Site Reliability Engineering

How Google Runs Production Systems

To check if my internet connection is working, I usually type «test» into my browser and see if Google returns any results. When reflected more carefully, this action reveals a surprising assumption of mine: I consider it far more likely that the connection between my laptop and my internet service provider is broken than it is that the Google search service ­– involving Google’s DNS server, its Global Software Load Balancer, Google Frontend, Application Frontend, and Application Backend – is down. And for good reason, it usually is my internet connection.

In the book Site Reliability Engineering: How Google Runs Production Systems, Google Site Reliability Engineers (SREs) outline the core ideas, practices, and guidelines that enable them to manage their systems with such reliability. The SRE discipline itself was invented at Google. I have read the book and summarized it on my personal knowledge hub, Brain. If you are interested in a full summary of the book, including the many technical ideas it contains that I will not delve into here, you can find it there:

This blog post is a reflection on how three core SRE principles have shaped my own work as a DevOps engineer at a startup client.

Rapid Innovation versus Product Stability

The Idea

There is an inherent conflict between the goal of rapid innovation, such as developing new features, and product stability, such as performance and availability.
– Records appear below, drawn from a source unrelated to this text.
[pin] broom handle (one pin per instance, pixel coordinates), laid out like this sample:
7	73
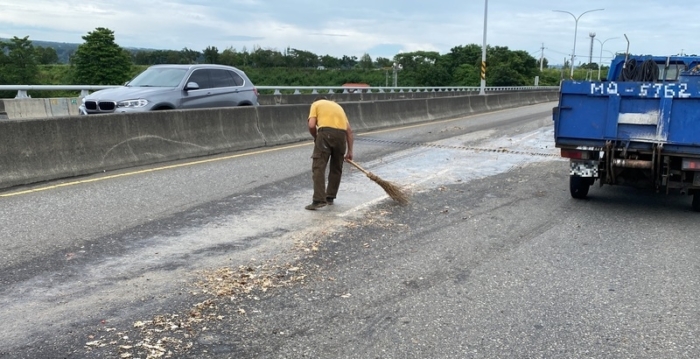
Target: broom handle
358	167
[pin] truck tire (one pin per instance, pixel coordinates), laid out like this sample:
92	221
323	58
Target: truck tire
696	202
578	186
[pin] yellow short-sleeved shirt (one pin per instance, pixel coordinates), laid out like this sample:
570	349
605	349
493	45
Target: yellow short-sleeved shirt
329	114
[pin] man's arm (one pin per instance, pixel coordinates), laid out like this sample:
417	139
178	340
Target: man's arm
312	126
350	139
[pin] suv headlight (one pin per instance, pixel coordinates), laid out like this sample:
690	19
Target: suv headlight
133	103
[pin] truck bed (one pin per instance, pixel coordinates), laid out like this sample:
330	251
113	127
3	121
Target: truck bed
634	115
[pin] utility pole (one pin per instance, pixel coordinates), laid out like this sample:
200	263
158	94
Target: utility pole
542	57
482	90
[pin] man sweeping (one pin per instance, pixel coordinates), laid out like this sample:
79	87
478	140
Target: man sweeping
332	135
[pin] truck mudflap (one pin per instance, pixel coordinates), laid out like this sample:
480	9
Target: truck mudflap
584	168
While rolling out many changes to production increases feature velocity, it makes running services reliably more difficult. To optimize user happiness, it is important to strike a balance between the two. In practice, an informal balance is often adopted ­– not least based on the teams‘ negotiation skills ­– which may not be ideal.

The SRE approach implements the balance by using an objective measure: a quarterly error budget based on the service-level objective (SLO), as discussed in Chapter 3 of the book. As long as the measured uptime is above the SLO, new features can be released. Once the error budget is depleted, Google chooses to block further releases, prompting engineers to reconsider (and likely improve) the software’s fault tolerance, testing, and release processes. Thus, the error budget provides a common incentive to find the right «innovation versus stability» trade-off.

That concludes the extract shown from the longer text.